El vapor cubre las paredes, el suelo sigue estando resbaladizo y el aire es muy frío. Los espejos se empañan en cuanto se respira sobre ellos, y las toallas están frías antes de que se sequen. En un baño como ese, añadir calor no es algo opcional; es una necesidad práctica. Pero la comodidad no debe ir en detrimento de la seguridad eléctrica. Por eso, construimos calefactores de baño infrarrojos basados en un principio sencillo: fiabilidad eléctrica en condiciones húmedas.
Lo que realmente importa
Utilizamos un elemento infrarrojo de cuarzo dentro de una carcasa completamente cerrada y aislada. El núcleo de calentamiento está eléctricamente aislado del revestimiento exterior, y todas las conexiones internas están selladas para evitar que entre humedad. La unidad funciona con circuitos estándar de 120V o 230V, dependiendo de la región. Está diseñada para consumir poca energía, lo que permite proporcionar calor de manera eficiente sin aumentar excesivamente el consumo energético. Un sistema de corte térmico integrado y un interruptor de vuelco añaden otra capa de protección. Para zonas húmedas, especificamos clasificaciones IP que realmente son importantes en un baño: evitan que entre agua mientras el calor se mantiene constante.
Esto funciona bien en un baño porque el calor infrarrojo actúa directamente sobre las personas, los azulejos y las toallas, en lugar de intentar calentar el aire y luchar contra el vapor. Se siente la comodidad casi de inmediato, y no es necesario encender el calentador durante mucho tiempo para notar la diferencia. Dado que el sistema está sellado e aislado, su rendimiento permanece estable incluso cuando la humedad es alta y las superficies están húmedas. El consumo de energía también es razonable, ya que el calentador solo calienta los espacios que realmente se utilizan, y no toda la habitación, lo que evita que esta se enfríe rápidamente.

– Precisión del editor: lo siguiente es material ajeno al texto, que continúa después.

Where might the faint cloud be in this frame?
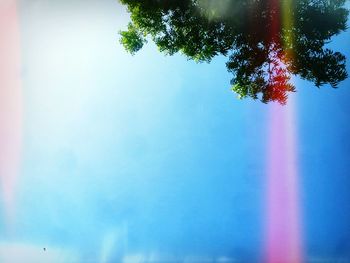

Algunas notas prácticas: Para garantizar la seguridad, esta unidad debe ser instalada por un electricista calificado en un circuito dedicado, con la protección adecuada contra sobretensiones, según lo exijan las normas locales. Está diseñada para uso en interiores con alta humedad, como los baños, y no para uso en exteriores o bajo chorros de agua directos. Debe haber espacio suficiente alrededor de la unidad para una buena ventilación. Cuando se instala correctamente, proporciona calor fiable en aquellos lugares donde el aire húmedo y las superficies frías hacen que cada minuto parezca más largo.